Mais nouveau coup de théâtre en novembre 2023. Dans un avis non contraignant, mais généralement suivi par les juges, l’avocat général Giovanni Pitruzzella avait remis en cause la victoire d’Apple. Il avait proposé à la cour d’annuler l’arrêt et de renvoyer l’affaire devant le Tribunal de l’UE «afin que celui-ci se prononce à nouveau sur le fond». La Cour a décidé ce mardi de statuer «définitivement sur le litige et confirme la décision de la Commission européenne de 2016 : l’Irlande a accordé à Apple une aide illégale que cet État est tenu de récupérer», explique-t-elle dans un communiqué. Le gouvernement irlandais a de son côté assuré qu’il «respectera» cette décision de la justice européenne.
Google à nouveau sanctionné pour non-respect du droit à la concurrence
Par ailleurs, dans un arrêt séparé, la Cour basée à Luxembourg a confirmé une amende contre Google s’élevant à 2,4 milliards d’euros pour des pratiques anticoncurrentielles, et datant de 2017. La justice estime que la firme américaine a bien abusé de sa position dominante sur le marché des recherches en ligne «en favorisant son propre service de comparaison de produits». Il s’agit de la deuxième plus lourde sanction financière jamais imposée par l’UE dans un dossier concernant des pratiques commerciales anticoncurrentielles.

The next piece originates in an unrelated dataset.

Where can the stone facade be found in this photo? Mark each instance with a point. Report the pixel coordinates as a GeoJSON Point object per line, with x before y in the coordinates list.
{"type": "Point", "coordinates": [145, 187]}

L’affaire a débuté en 2010 avec l’ouverture d’une enquête de Bruxelles consécutive à des plaintes de concurrents. L’entreprise est accusée d’avoir favorisé son comparateur de prix, Google Shopping, en rendant ses compétiteurs pratiquement invisibles pour les consommateurs. Elle a été contrainte de modifier l’affichage de ses résultats de recherches afin de se conformer aux exigences européennes.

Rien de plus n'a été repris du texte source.